Warner’s article discusses what might be thought of as genuinely lifelike in fiction, as against the conventions of realism and naturalism that she found in the fiction of the 1920s.

Keywords: Sylvia Townsend Warner, realism, naturalism, 1920s fiction

How to Cite: Warner, S. (2023) “Twice as Natural”, The Journal of the Sylvia Townsend Warner Society. 22(1). doi: https://doi.org/10.14324/STW.22.1.06

The commission to write upon the Tendencies of Contemporary Literature was oppressing me. The words, so round, solemn and slippery, were like three balloons made of black mackintosh. I remembered dear friends I once had who could hold forth on such a subject for hours, searchingly, convincingly, unperturbed by the fact that the tendencies they were making such play with happened to be neither contemporary nor literary. But I am a dull creature with a conscience that chains me to the foot of the letter.

‘Now if it had been the Literature of Contemporary Tendencies,’ I thought as I walked about under the dishevelling trees of Kensington Gardens, ‘I could manage very nicely. For I have read plenty of that; indeed who can escape it?’

At that moment I noticed a man and a girl who lay side by side asleep with a newspaper spread under them. It was between ten and eleven on a fine October morning, a time at which Kensington Gardens are still the dormitory of many houseless or itinerant folk who have spent the night walking about the streets. I saw a man come up to the sleeping couple – a companion, for he greeted them familiarly. They did not wake. Stooping over the girl he put his arms round her waist, pulled her a little way from the ground and kissed her several times, rather well. Released, she sat up, yawning and smiling, as pleased to be woken with kisses as one is pleased to be woken with early morning tea, neither more nor less. Then the other man woke up and also started to kiss the girl. The first man then strolled off to a patch of sunlight; and there, putting his fingers in his mouth, he began to whistle like a blackbird.
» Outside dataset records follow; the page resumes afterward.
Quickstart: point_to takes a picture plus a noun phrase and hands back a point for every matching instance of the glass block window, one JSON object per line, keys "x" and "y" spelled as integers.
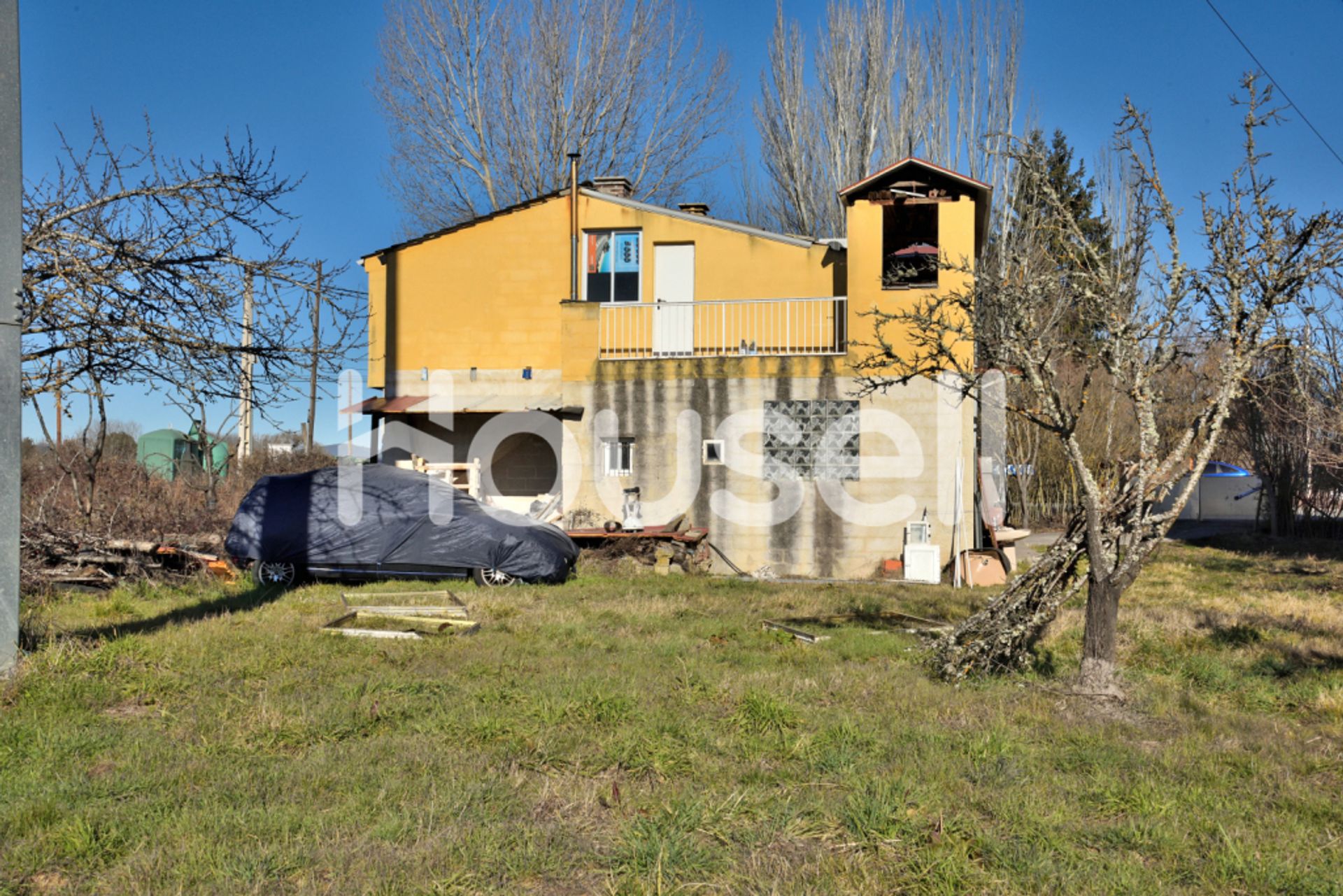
{"x": 810, "y": 441}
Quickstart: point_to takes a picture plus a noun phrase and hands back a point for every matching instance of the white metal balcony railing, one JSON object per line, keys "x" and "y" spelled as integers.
{"x": 772, "y": 327}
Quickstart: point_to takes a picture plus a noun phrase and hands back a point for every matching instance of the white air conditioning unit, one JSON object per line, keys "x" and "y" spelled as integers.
{"x": 923, "y": 563}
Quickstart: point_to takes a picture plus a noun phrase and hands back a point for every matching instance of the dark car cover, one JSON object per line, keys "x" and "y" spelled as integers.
{"x": 406, "y": 519}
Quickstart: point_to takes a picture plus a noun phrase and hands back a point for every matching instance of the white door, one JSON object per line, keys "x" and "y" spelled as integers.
{"x": 673, "y": 297}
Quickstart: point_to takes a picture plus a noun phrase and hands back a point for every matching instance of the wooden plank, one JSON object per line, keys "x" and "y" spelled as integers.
{"x": 375, "y": 633}
{"x": 806, "y": 637}
{"x": 446, "y": 610}
{"x": 348, "y": 595}
{"x": 420, "y": 624}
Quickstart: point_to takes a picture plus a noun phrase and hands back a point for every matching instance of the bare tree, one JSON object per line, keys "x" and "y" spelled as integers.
{"x": 1146, "y": 315}
{"x": 1290, "y": 425}
{"x": 485, "y": 97}
{"x": 132, "y": 278}
{"x": 884, "y": 87}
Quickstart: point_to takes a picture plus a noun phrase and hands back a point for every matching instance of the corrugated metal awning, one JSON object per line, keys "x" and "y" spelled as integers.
{"x": 474, "y": 405}
{"x": 379, "y": 405}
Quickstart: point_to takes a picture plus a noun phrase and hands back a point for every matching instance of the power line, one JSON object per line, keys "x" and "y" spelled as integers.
{"x": 1270, "y": 76}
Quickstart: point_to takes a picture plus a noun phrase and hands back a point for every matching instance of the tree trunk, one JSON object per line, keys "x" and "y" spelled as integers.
{"x": 1097, "y": 671}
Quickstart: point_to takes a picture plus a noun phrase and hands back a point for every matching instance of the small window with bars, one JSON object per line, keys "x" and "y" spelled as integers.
{"x": 618, "y": 456}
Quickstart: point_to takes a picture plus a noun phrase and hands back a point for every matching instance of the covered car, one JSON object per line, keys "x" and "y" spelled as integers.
{"x": 390, "y": 523}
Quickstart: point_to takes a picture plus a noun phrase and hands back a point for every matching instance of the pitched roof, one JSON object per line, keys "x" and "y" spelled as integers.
{"x": 914, "y": 160}
{"x": 586, "y": 190}
{"x": 793, "y": 239}
{"x": 469, "y": 222}
{"x": 979, "y": 188}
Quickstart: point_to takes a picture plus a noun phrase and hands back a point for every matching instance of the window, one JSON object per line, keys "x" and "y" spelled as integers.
{"x": 909, "y": 246}
{"x": 618, "y": 456}
{"x": 810, "y": 441}
{"x": 613, "y": 266}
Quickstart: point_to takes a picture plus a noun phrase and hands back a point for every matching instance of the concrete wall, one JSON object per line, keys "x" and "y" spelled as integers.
{"x": 907, "y": 464}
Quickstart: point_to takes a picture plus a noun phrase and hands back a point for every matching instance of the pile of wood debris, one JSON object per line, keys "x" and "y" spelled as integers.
{"x": 57, "y": 559}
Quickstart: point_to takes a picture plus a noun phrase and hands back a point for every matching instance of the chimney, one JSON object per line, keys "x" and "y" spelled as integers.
{"x": 616, "y": 185}
{"x": 574, "y": 232}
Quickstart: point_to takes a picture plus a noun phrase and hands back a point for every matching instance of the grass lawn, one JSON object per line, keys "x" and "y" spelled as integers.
{"x": 644, "y": 735}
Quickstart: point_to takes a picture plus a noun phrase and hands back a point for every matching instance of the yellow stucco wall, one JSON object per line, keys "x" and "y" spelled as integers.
{"x": 489, "y": 296}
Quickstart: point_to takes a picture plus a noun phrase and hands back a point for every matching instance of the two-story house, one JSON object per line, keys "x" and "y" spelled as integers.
{"x": 585, "y": 343}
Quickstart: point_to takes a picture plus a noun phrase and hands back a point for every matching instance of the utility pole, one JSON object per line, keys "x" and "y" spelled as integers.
{"x": 11, "y": 281}
{"x": 245, "y": 388}
{"x": 59, "y": 407}
{"x": 312, "y": 374}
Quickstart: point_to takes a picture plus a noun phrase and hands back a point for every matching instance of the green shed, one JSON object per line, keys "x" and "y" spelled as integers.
{"x": 164, "y": 452}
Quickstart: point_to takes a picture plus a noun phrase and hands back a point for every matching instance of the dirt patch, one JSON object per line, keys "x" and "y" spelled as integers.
{"x": 131, "y": 710}
{"x": 49, "y": 881}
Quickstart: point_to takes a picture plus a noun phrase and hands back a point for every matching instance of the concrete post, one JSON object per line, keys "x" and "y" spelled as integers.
{"x": 11, "y": 278}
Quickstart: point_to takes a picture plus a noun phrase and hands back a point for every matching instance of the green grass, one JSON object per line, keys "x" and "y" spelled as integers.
{"x": 644, "y": 735}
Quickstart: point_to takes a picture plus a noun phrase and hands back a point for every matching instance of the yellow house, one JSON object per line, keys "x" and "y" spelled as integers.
{"x": 585, "y": 343}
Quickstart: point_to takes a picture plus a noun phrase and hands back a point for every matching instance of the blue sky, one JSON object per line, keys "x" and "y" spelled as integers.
{"x": 299, "y": 76}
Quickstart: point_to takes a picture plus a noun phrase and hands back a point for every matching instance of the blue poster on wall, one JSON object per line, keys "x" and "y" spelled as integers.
{"x": 626, "y": 253}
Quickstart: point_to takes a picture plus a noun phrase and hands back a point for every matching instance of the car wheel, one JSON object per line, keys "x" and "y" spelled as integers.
{"x": 276, "y": 573}
{"x": 493, "y": 578}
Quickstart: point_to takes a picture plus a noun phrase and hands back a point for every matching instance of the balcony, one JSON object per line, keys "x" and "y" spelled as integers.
{"x": 731, "y": 328}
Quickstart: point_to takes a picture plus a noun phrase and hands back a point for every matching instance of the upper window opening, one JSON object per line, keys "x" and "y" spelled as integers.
{"x": 613, "y": 266}
{"x": 909, "y": 246}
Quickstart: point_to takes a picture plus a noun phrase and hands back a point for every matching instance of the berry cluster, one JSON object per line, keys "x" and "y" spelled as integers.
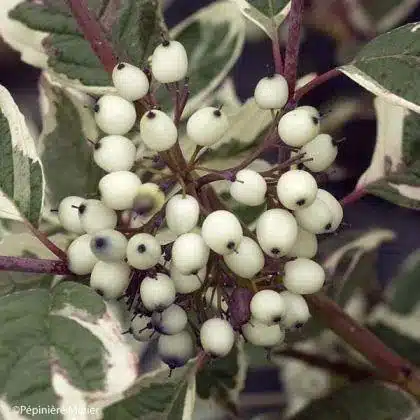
{"x": 203, "y": 271}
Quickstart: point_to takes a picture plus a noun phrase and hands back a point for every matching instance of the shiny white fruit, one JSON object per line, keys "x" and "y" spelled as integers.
{"x": 272, "y": 92}
{"x": 303, "y": 276}
{"x": 169, "y": 62}
{"x": 158, "y": 131}
{"x": 80, "y": 257}
{"x": 222, "y": 232}
{"x": 248, "y": 259}
{"x": 182, "y": 213}
{"x": 114, "y": 153}
{"x": 119, "y": 189}
{"x": 131, "y": 83}
{"x": 249, "y": 188}
{"x": 143, "y": 251}
{"x": 110, "y": 279}
{"x": 276, "y": 232}
{"x": 68, "y": 214}
{"x": 217, "y": 337}
{"x": 114, "y": 115}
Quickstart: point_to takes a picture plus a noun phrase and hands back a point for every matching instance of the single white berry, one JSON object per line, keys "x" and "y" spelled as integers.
{"x": 114, "y": 115}
{"x": 297, "y": 311}
{"x": 114, "y": 153}
{"x": 80, "y": 257}
{"x": 119, "y": 189}
{"x": 182, "y": 213}
{"x": 175, "y": 350}
{"x": 303, "y": 276}
{"x": 187, "y": 283}
{"x": 316, "y": 218}
{"x": 143, "y": 251}
{"x": 157, "y": 293}
{"x": 296, "y": 189}
{"x": 110, "y": 279}
{"x": 334, "y": 206}
{"x": 322, "y": 152}
{"x": 298, "y": 127}
{"x": 190, "y": 253}
{"x": 109, "y": 245}
{"x": 222, "y": 232}
{"x": 267, "y": 306}
{"x": 68, "y": 214}
{"x": 142, "y": 329}
{"x": 272, "y": 92}
{"x": 263, "y": 335}
{"x": 95, "y": 216}
{"x": 248, "y": 259}
{"x": 207, "y": 126}
{"x": 131, "y": 83}
{"x": 249, "y": 188}
{"x": 158, "y": 131}
{"x": 170, "y": 321}
{"x": 169, "y": 62}
{"x": 306, "y": 245}
{"x": 217, "y": 337}
{"x": 214, "y": 298}
{"x": 276, "y": 232}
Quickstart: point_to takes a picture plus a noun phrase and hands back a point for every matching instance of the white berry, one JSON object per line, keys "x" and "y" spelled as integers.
{"x": 170, "y": 321}
{"x": 267, "y": 306}
{"x": 158, "y": 131}
{"x": 80, "y": 257}
{"x": 119, "y": 189}
{"x": 95, "y": 216}
{"x": 303, "y": 276}
{"x": 262, "y": 335}
{"x": 298, "y": 127}
{"x": 110, "y": 279}
{"x": 142, "y": 329}
{"x": 272, "y": 92}
{"x": 157, "y": 293}
{"x": 222, "y": 232}
{"x": 217, "y": 337}
{"x": 187, "y": 283}
{"x": 296, "y": 189}
{"x": 249, "y": 188}
{"x": 131, "y": 83}
{"x": 207, "y": 126}
{"x": 143, "y": 251}
{"x": 182, "y": 213}
{"x": 334, "y": 206}
{"x": 169, "y": 62}
{"x": 189, "y": 253}
{"x": 248, "y": 259}
{"x": 297, "y": 311}
{"x": 276, "y": 232}
{"x": 114, "y": 115}
{"x": 176, "y": 350}
{"x": 114, "y": 153}
{"x": 306, "y": 245}
{"x": 316, "y": 218}
{"x": 68, "y": 214}
{"x": 109, "y": 245}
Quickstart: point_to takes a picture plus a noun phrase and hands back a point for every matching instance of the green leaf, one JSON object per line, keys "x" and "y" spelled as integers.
{"x": 65, "y": 152}
{"x": 267, "y": 14}
{"x": 363, "y": 400}
{"x": 156, "y": 396}
{"x": 21, "y": 175}
{"x": 388, "y": 66}
{"x": 133, "y": 29}
{"x": 42, "y": 334}
{"x": 213, "y": 38}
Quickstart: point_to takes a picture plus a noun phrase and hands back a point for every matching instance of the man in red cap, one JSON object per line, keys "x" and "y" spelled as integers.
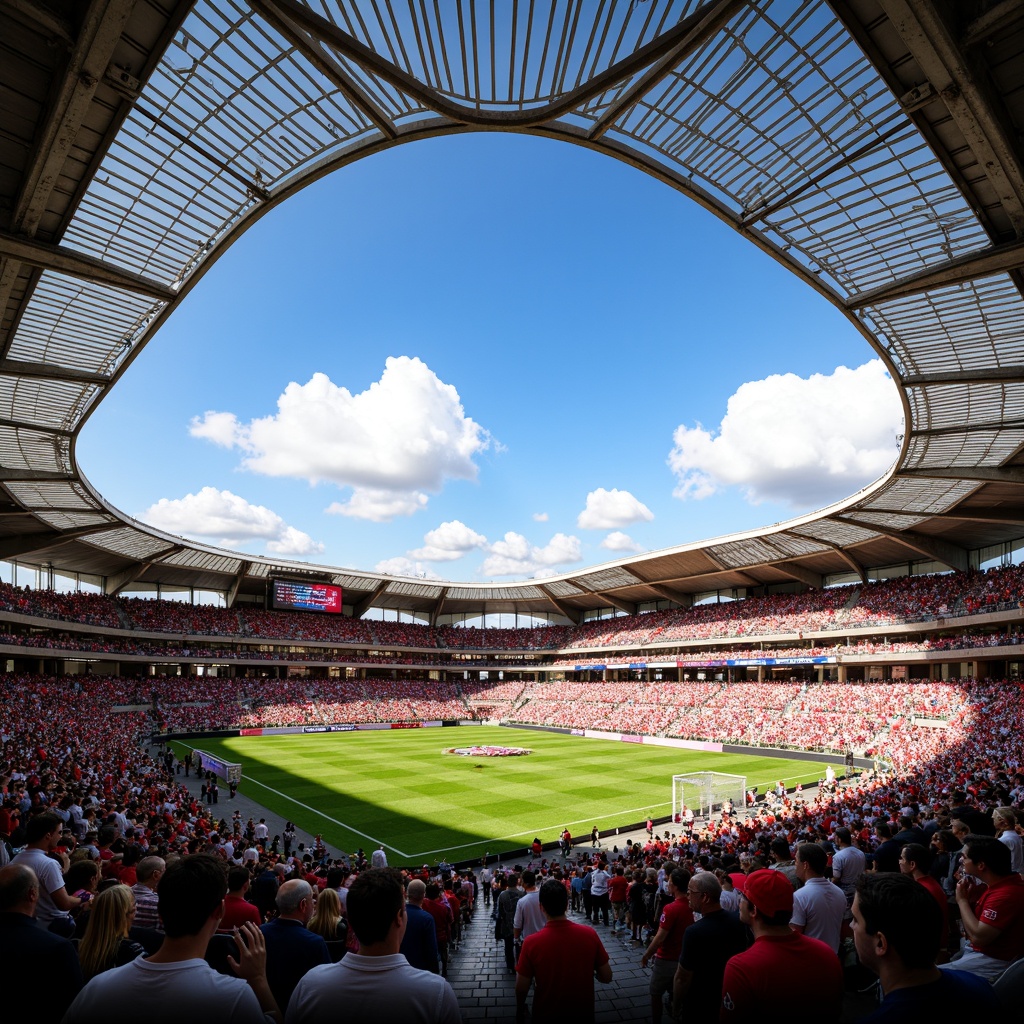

This passage was so pleasant and easy-going that it could not have aroused even the prurience of a moralist. Yet it was not idyllic; it was too matter of fact for that, having that particular inevitability and life-like quality which one associates with the ballet. Yes, a ballet certainly; perhaps a film, if the man in the orchestra would be coerced into playing his bird-call in the right place – but how about literature? No! Not in these days. Writers for the many and writers for the few, either could have managed the kisses, and about equally well; but when it came to the glory of it, that walking off and whistling like a blackbird (his profession, no doubt; and like a good artist he kept himself in form) neither could have sprung that surprise. From the one, blood-letting and the embattled male; from the other a great deal of consciousness, starved cats i’ the adage, perhaps one of those mental regurgitations which are always so arresting[:] ‘… a broken toilet comb, clotted with grease and hair. How clearly it all came back. His tenth birthday, the sun shone, he had said: “I won’t use Bert’s old comb any longer. I want a comb to myself.” But he had gone on using it,’ etc.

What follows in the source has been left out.